From 9de1b4a8570d95871bd4bc26ca0b87797901325f Mon Sep 17 00:00:00 2001
From: liurui <liurui_test@163.com>
Date: Wed, 18 Dec 2024 17:49:23 +0800
Subject: [PATCH] =?UTF-8?q?=E6=B7=BB=E5=8A=A0=E5=BC=82=E5=B8=B8=E8=A3=85?=
 =?UTF-8?q?=E9=A5=B0=E5=99=A8?=
MIME-Version: 1.0
Content-Type: text/plain; charset=UTF-8
Content-Transfer-Encoding: 8bit

---
 config_jingbo.py             |  2 +-
 lib/tools.py                 | 13 ++++++
 main_yuanyou.py              | 18 ++++-----
 models/nerulforcastmodels.py | 77 +++++++++++++++++++++++++-----------
 4 files changed, 78 insertions(+), 32 deletions(-)

diff --git a/config_jingbo.py b/config_jingbo.py
index 0fa4074..c47bfac 100644
--- a/config_jingbo.py
+++ b/config_jingbo.py
@@ -223,7 +223,7 @@ table_name = 'v_tbl_crude_oil_warning'
 
 
 ### 开关
-is_train = False # 是否训练
+is_train = True # 是否训练
 is_debug = False # 是否调试
 is_eta = False # 是否使用eta接口
 is_timefurture = True # 是否使用时间特征
diff --git a/lib/tools.py b/lib/tools.py
index 6a79bf8..5584f84 100644
--- a/lib/tools.py
+++ b/lib/tools.py
@@ -512,5 +512,18 @@ class MySQLDB:
             self.connection.close()
         logging.info("Database connection closed.")
 
+def exception_logger(func):
+    def wrapper(*args, **kwargs):
+        try:
+            return func(*args, **kwargs)
+        except Exception as e:
+            # 记录异常日志
+            logging.error(f"An error occurred in function {func.__name__}: {str(e)}")
+            # 可以选择重新抛出异常，或者在这里处理异常
+            raise e  # 重新抛出异常
+    return wrapper
+
+
+
 if __name__ == '__main__':
     print('This is a tool, not a script.')
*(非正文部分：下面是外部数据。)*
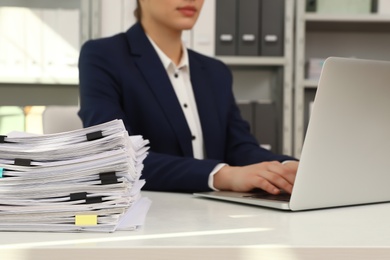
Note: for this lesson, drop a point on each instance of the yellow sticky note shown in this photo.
(86, 220)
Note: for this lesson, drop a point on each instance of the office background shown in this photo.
(275, 49)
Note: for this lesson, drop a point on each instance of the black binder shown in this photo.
(272, 27)
(248, 27)
(225, 32)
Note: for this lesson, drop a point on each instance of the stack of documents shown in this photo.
(82, 180)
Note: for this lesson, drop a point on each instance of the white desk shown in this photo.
(180, 226)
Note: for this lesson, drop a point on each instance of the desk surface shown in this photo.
(180, 226)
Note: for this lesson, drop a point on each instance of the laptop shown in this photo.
(345, 158)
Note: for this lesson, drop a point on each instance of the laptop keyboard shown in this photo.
(284, 196)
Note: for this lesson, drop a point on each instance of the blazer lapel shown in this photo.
(207, 110)
(158, 81)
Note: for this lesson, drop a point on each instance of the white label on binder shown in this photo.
(271, 38)
(248, 37)
(226, 37)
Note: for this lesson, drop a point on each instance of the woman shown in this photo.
(179, 100)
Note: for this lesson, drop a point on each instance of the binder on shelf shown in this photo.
(266, 125)
(383, 7)
(248, 27)
(272, 27)
(226, 20)
(247, 112)
(203, 33)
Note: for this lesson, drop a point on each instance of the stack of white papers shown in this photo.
(82, 180)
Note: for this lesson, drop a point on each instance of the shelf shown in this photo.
(358, 23)
(310, 83)
(347, 18)
(251, 61)
(44, 81)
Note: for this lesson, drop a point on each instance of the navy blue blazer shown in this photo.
(122, 77)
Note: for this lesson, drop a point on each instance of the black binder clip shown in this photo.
(78, 196)
(108, 178)
(22, 162)
(94, 135)
(2, 139)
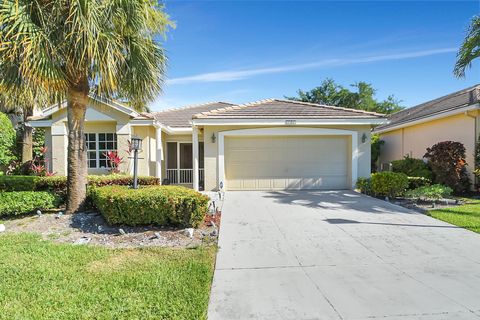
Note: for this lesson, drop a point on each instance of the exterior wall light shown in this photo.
(136, 146)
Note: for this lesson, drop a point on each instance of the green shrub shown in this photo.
(389, 184)
(417, 182)
(449, 166)
(18, 183)
(58, 184)
(22, 202)
(364, 185)
(434, 192)
(159, 205)
(412, 167)
(7, 140)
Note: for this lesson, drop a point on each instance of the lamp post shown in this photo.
(136, 146)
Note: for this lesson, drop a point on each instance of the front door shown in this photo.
(180, 162)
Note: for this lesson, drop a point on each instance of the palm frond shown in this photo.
(470, 48)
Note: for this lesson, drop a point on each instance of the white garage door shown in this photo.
(275, 163)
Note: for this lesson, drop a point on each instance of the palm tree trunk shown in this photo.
(77, 155)
(27, 137)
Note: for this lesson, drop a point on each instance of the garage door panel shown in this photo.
(266, 163)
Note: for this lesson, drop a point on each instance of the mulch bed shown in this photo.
(91, 228)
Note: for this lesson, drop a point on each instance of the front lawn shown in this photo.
(466, 216)
(45, 280)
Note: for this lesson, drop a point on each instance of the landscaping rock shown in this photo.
(189, 232)
(82, 240)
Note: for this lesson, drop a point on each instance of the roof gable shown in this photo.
(95, 101)
(182, 117)
(285, 109)
(457, 100)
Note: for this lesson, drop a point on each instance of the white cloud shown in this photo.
(233, 75)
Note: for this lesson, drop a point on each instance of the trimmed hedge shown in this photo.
(417, 182)
(434, 192)
(412, 167)
(58, 184)
(23, 202)
(364, 185)
(18, 183)
(390, 184)
(159, 205)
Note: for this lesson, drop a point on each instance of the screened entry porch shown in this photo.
(179, 163)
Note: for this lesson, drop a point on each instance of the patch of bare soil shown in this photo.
(91, 228)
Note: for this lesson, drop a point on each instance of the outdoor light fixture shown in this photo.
(136, 143)
(136, 146)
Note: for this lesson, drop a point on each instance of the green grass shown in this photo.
(45, 280)
(466, 216)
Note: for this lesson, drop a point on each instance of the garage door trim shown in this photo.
(285, 131)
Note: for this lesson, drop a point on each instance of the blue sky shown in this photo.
(241, 51)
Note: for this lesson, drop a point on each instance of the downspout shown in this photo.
(475, 137)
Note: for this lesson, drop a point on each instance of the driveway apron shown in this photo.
(340, 255)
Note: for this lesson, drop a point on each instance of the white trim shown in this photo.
(159, 153)
(432, 117)
(124, 128)
(59, 130)
(195, 163)
(123, 109)
(285, 131)
(40, 123)
(287, 122)
(142, 122)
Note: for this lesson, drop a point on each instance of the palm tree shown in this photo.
(19, 103)
(470, 48)
(74, 47)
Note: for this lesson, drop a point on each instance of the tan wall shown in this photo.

\ No newline at end of file
diff --git a/main_yuanyou.py b/main_yuanyou.py
index 8e3788a..165ff37 100644
--- a/main_yuanyou.py
+++ b/main_yuanyou.py
@@ -1,6 +1,6 @@
 ﻿# 读取配置
 from lib.dataread import *
-from lib.tools import SendMail
+from lib.tools import SendMail,exception_logger
 from models.nerulforcastmodels import ex_Model,model_losss,model_losss_juxiting,brent_export_pdf,tansuanli_export_pdf,pp_export_pdf,model_losss_juxiting
 
 import glob
@@ -206,14 +206,14 @@ def predict_main(end_time):
     logger.info('训练数据绘图end')
     
     # 模型报告
-    logger.info('制作报告ing')
-    title = f'{settings}--{now}-预测报告' # 报告标题
+    # logger.info('制作报告ing')
+    # title = f'{settings}--{now}-预测报告' # 报告标题
 
-    brent_export_pdf(dataset=dataset,num_models = 5 if is_fivemodels else 22,time=end_time,
-                reportname=reportname,sqlitedb=sqlitedb),
+    # brent_export_pdf(dataset=dataset,num_models = 5 if is_fivemodels else 22,time=end_time,
+    #             reportname=reportname,sqlitedb=sqlitedb),
 
-    logger.info('制作报告end')
-    logger.info('模型训练完成')
+    # logger.info('制作报告end')
+    # logger.info('模型训练完成')
 
     # # LSTM 单变量模型
     # ex_Lstm(df,input_seq_len=input_size,output_seq_len=horizon,is_debug=is_debug,dataset=dataset)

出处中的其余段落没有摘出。